Passionate As Sin

2.4K 20 4
                                    

"Dessy, acele et, okulun ilk günü geç kalmak istemezsin, öyle değil mi?!"

Annem çoktan aşağı inmiş beni bekliyordu.. Çoğu insan yeni okullarındaki ilk gün heyecanlanır, ben ise öyle değildim. Yeni okul, yeni öğretmenler, yeni kişiler, yeni bir sınıf ve yeni bir düzen... Ah, şimdiden çok karışık geliyor bana. Gitmek istemediğim ap açık ortadaydı ama gitmek zorundaydım. Yeni bir başlangıç beni bekliyordu...

Londra'ya taşınalı çok olmadı. Evimi özledim, arkadaşlarımı. Eski evimi demeliyim sanırım, çünkü artık burada yaşayacağız. Annem ve ben. Babam yok. Kısa bir süre önce boşandılar. Böylesi çok daha iyi. Gerçekten..

Ben bunları düşünürken annem aşağıdan bağırmaya devam ediyordu.. Çantamı omzuma takıp, hızlı adımlarla aşağı indim. Kapıdan çıkıp arabanın yanına gittim, çantamı arka koltuğa atıp, ön tarafa bindim. Annem de direksiyona geçti. Hareket ederken, açık camdan gelen rüzgar saçımı okşuyordu. Gözlerimi kapattım ve rüzgarın, yüzüme, daha da dokunmasına izin verdim.

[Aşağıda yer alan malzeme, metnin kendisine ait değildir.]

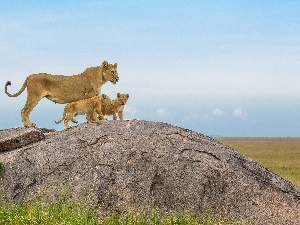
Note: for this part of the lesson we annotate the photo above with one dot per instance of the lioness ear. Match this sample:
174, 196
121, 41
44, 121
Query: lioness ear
105, 64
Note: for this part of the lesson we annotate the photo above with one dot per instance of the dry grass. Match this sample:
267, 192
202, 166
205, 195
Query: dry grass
280, 155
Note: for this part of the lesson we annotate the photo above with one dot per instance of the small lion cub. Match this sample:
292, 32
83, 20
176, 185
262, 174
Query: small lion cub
117, 106
85, 106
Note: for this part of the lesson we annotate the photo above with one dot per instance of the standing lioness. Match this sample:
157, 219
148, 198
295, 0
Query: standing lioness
64, 89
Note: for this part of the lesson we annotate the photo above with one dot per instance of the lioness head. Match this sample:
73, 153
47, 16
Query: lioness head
110, 72
106, 101
122, 98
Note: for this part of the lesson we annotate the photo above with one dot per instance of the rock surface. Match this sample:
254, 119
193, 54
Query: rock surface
140, 165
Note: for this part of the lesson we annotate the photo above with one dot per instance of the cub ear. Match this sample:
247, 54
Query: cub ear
105, 64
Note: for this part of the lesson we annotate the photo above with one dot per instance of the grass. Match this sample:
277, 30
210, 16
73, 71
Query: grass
67, 212
280, 155
1, 168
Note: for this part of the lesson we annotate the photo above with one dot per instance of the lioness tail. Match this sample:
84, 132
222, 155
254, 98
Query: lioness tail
8, 83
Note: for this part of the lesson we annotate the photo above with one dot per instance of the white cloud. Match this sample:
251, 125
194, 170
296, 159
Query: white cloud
239, 113
162, 112
217, 112
129, 112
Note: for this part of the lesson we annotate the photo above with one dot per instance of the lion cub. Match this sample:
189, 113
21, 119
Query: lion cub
85, 106
117, 106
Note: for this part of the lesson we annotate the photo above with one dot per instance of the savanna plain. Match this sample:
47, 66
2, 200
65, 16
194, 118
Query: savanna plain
279, 155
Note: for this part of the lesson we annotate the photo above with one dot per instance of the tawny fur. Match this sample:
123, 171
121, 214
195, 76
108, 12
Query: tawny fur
117, 106
90, 107
64, 89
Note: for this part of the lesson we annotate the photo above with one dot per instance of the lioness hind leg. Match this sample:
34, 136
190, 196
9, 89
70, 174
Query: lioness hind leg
67, 119
73, 120
120, 114
31, 102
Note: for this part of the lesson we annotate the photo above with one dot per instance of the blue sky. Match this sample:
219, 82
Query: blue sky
228, 68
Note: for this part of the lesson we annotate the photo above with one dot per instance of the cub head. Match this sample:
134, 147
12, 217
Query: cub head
109, 72
122, 98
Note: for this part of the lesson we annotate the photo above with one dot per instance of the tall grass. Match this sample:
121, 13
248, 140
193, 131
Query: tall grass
1, 168
280, 155
71, 213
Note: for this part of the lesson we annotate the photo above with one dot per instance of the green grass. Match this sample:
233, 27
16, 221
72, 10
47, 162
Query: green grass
67, 212
280, 155
1, 168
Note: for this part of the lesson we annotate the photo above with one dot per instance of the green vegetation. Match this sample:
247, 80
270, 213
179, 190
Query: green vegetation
1, 168
280, 155
66, 212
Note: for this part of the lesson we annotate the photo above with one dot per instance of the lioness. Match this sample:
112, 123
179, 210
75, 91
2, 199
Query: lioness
64, 89
85, 106
116, 107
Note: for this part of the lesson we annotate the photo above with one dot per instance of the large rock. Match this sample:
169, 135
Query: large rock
139, 165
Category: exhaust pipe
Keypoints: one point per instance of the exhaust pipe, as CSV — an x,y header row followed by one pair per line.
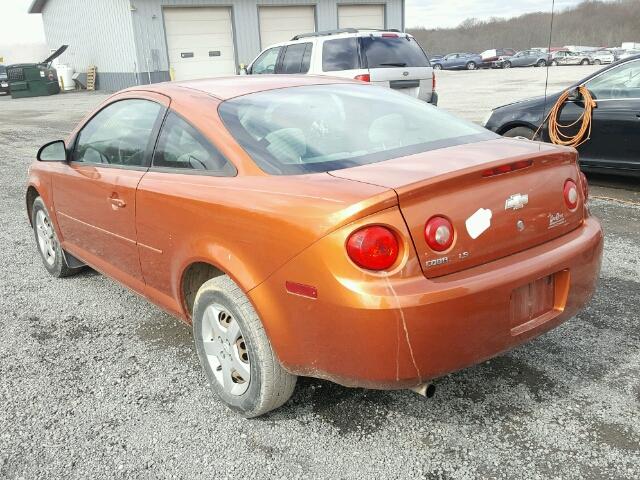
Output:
x,y
427,390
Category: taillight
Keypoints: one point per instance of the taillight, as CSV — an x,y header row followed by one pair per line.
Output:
x,y
585,186
373,248
438,232
570,193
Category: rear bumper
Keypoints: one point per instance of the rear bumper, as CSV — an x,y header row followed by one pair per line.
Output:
x,y
420,329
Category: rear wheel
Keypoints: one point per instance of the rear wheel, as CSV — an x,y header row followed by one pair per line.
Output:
x,y
525,132
48,245
235,352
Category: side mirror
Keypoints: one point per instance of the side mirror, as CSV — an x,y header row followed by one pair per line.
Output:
x,y
55,151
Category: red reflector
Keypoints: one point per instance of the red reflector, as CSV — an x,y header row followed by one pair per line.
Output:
x,y
373,248
301,289
570,193
509,167
438,232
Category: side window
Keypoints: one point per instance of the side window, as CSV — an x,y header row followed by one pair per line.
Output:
x,y
340,54
119,134
294,58
266,63
620,82
181,146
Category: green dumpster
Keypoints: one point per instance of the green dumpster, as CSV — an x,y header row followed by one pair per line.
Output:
x,y
34,79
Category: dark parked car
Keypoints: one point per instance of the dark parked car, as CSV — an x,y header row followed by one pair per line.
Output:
x,y
4,81
525,58
614,144
457,61
494,54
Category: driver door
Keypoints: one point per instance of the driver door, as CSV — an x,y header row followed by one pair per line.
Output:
x,y
95,193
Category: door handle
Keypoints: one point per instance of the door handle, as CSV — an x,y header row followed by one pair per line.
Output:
x,y
117,203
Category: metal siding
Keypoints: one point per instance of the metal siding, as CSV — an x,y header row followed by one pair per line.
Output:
x,y
98,33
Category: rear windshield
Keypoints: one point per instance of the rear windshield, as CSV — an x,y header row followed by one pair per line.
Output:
x,y
389,52
329,127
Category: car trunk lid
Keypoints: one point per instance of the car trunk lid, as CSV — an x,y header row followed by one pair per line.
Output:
x,y
493,215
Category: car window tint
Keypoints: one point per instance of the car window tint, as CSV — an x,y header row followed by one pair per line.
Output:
x,y
118,134
293,58
389,52
181,146
327,127
266,63
340,54
619,82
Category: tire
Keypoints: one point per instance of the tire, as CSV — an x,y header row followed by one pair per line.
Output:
x,y
53,256
232,345
525,132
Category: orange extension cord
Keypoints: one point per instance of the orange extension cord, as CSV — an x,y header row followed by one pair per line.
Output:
x,y
555,127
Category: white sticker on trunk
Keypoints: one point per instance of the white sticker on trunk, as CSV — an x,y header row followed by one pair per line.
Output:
x,y
478,222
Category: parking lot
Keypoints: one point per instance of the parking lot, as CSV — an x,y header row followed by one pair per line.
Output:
x,y
98,383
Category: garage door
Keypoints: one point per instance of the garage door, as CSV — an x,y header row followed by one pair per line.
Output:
x,y
361,16
200,42
280,24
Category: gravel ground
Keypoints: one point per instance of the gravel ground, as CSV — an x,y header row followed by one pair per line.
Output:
x,y
97,383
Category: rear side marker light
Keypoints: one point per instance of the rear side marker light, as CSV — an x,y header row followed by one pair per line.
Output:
x,y
439,233
509,167
570,193
373,248
301,289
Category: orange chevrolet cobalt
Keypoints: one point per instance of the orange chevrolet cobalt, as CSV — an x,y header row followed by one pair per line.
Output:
x,y
319,227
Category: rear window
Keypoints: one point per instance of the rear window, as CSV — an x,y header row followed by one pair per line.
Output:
x,y
389,52
329,127
340,54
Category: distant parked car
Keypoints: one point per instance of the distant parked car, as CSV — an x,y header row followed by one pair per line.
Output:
x,y
614,144
602,57
457,61
563,57
629,53
4,82
525,58
494,54
385,58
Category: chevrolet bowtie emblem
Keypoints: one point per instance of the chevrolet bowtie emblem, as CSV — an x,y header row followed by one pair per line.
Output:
x,y
516,201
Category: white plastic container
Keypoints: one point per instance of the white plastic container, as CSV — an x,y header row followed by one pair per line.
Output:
x,y
65,77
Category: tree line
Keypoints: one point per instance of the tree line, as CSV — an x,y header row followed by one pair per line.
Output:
x,y
592,22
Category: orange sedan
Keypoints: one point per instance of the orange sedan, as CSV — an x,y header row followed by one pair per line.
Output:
x,y
319,227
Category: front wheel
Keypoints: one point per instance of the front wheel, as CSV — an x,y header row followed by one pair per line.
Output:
x,y
235,352
48,245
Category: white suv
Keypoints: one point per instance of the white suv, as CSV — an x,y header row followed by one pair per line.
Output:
x,y
388,58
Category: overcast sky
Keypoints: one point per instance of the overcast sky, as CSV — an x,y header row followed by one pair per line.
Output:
x,y
16,26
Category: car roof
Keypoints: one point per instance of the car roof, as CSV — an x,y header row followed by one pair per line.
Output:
x,y
224,88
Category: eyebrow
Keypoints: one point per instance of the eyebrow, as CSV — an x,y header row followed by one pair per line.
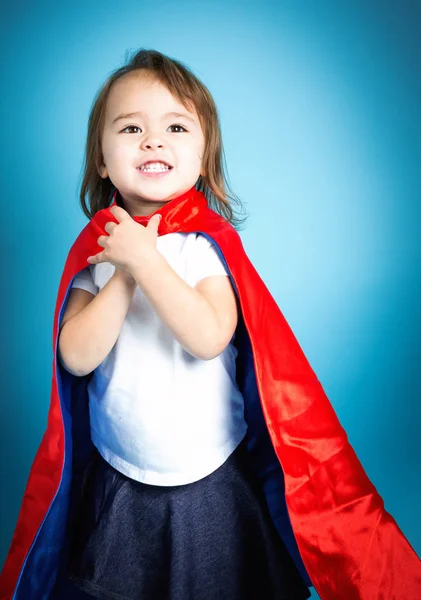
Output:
x,y
170,114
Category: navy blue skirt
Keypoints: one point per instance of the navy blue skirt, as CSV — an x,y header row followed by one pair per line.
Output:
x,y
208,540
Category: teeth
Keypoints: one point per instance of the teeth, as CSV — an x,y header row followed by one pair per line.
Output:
x,y
155,167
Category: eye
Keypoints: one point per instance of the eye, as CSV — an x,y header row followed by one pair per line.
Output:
x,y
182,127
130,127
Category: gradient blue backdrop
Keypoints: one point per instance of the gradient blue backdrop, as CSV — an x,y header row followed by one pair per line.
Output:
x,y
320,110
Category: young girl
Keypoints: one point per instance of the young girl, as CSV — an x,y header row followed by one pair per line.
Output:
x,y
190,452
169,507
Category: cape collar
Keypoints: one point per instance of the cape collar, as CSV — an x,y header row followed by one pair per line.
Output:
x,y
176,213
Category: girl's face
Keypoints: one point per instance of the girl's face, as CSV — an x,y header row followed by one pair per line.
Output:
x,y
138,128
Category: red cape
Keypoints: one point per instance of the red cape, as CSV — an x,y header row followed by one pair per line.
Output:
x,y
324,506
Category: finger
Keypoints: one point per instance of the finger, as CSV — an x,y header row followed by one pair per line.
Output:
x,y
109,226
97,258
119,213
154,223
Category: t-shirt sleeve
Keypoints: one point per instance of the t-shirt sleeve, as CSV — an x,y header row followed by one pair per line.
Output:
x,y
208,261
85,281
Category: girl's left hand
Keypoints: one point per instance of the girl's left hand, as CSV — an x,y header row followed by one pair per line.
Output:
x,y
128,243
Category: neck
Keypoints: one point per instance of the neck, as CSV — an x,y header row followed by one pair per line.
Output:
x,y
146,208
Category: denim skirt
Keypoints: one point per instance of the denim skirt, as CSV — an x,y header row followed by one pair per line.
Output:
x,y
212,539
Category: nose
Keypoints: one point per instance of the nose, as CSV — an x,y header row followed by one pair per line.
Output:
x,y
152,140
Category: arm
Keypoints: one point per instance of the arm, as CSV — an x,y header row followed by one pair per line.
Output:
x,y
92,324
202,319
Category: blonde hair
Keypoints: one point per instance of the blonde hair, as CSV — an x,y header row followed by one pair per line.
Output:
x,y
188,90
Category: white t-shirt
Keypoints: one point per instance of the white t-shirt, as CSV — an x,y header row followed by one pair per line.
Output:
x,y
158,414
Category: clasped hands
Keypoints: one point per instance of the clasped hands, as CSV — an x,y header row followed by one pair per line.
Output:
x,y
128,242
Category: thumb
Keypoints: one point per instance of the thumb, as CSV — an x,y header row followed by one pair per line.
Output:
x,y
154,222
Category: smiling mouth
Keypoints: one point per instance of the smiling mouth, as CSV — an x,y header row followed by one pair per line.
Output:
x,y
154,168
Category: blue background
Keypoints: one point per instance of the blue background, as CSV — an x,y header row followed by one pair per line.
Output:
x,y
320,110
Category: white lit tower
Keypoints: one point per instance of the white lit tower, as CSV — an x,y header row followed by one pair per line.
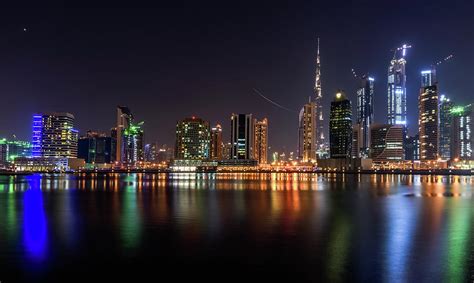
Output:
x,y
321,146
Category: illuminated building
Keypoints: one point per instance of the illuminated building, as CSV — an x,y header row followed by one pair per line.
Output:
x,y
365,115
387,142
241,136
11,149
96,148
217,146
397,92
340,127
462,139
54,135
192,139
320,141
412,148
445,127
428,116
307,139
260,146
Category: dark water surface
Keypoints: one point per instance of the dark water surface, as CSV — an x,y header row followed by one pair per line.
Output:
x,y
236,227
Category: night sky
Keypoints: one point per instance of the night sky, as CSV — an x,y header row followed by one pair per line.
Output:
x,y
169,61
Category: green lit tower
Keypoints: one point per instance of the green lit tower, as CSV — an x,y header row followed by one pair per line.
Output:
x,y
340,127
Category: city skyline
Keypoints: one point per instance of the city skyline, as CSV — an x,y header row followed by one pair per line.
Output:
x,y
282,68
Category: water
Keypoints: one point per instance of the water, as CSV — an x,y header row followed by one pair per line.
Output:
x,y
235,227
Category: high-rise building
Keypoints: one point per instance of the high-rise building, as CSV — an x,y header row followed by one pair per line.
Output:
x,y
462,141
124,120
241,136
387,142
428,121
54,135
217,146
319,120
397,92
307,135
365,115
96,148
260,146
412,147
340,127
192,139
445,125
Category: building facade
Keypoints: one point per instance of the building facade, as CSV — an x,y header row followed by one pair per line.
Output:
x,y
428,121
260,147
340,127
445,127
192,139
217,145
241,136
365,115
307,135
54,135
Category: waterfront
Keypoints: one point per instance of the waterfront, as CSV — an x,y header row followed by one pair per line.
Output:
x,y
311,227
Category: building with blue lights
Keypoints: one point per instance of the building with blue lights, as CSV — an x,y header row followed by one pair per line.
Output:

"Yeni okulun için heyecanlı mısın bakalım?" diye sordu annem. Gitmek istemediğimi bildiği halde neden bunu bana soruyordu ki. Gözlerim hala kapalıyken buruk bir ses tonuyla cevap verdim.

"Çok heyecanlıyım anne." Ondan herhangi bir cevap beklemeden kulaklığımı taktım ve müziği son ses açtım. Annem ise tek eli direksiyonu tutarken diğer eliyle kulaklığımı çıkardı.

"Yapma, Destiny. Heyecanlı olmalısın.. Yeni kızlar, öğretmenler, belki bir kaç hoş çocuk. Bunlar güzel şeyler." Hayır değil. Bunlar hiç güzel değil.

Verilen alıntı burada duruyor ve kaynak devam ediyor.